The relatively small number of animals is also a limitation, but quantitative data were sufficiently homogeneous to lead to high levels of statistical significance in the results. To compare with 3D-UTE sequences, we chose a long 3D RARE T2 sequence instead of the more conventional T2 sequence (typically 2D T2 fast spin echo) commonly used in human musculoskeletal imaging because of the high magnetic field used and the need for a very high spatial resolution in our animal model. Last, the UPSIO-injected sample size was small but sufficient to show the absence of interest of USPIO in this model of SpA-induced Achilles enthesitis.

Finally, it is unclear to what extent the results of this animal study can be extrapolated to humans. However, as the anatomy and types of lesions of the tendons were radiologically and histologically similar, these results can serve as a good reference to what could be expected in humans. A similar study on a human population will be necessary to confirm these results.

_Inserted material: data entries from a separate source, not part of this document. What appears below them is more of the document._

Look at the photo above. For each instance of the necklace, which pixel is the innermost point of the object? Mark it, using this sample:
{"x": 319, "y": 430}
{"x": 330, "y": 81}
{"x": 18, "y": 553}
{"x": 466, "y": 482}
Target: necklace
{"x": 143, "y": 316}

In conclusion, unlike RARE T2 Fat-Sat sequences, 3D-UTE sequences enable morphologic assessment and visualization of normal enthesis anatomy with early detection of abnormalities in pathological conditions compared to histological data. However, the presence of (a limited number of) macrophages in the pathologic tendons could not be detected by i.v. injection of USPIO particles on the 3D multiecho UTE sequence combined with T2∗ measurements.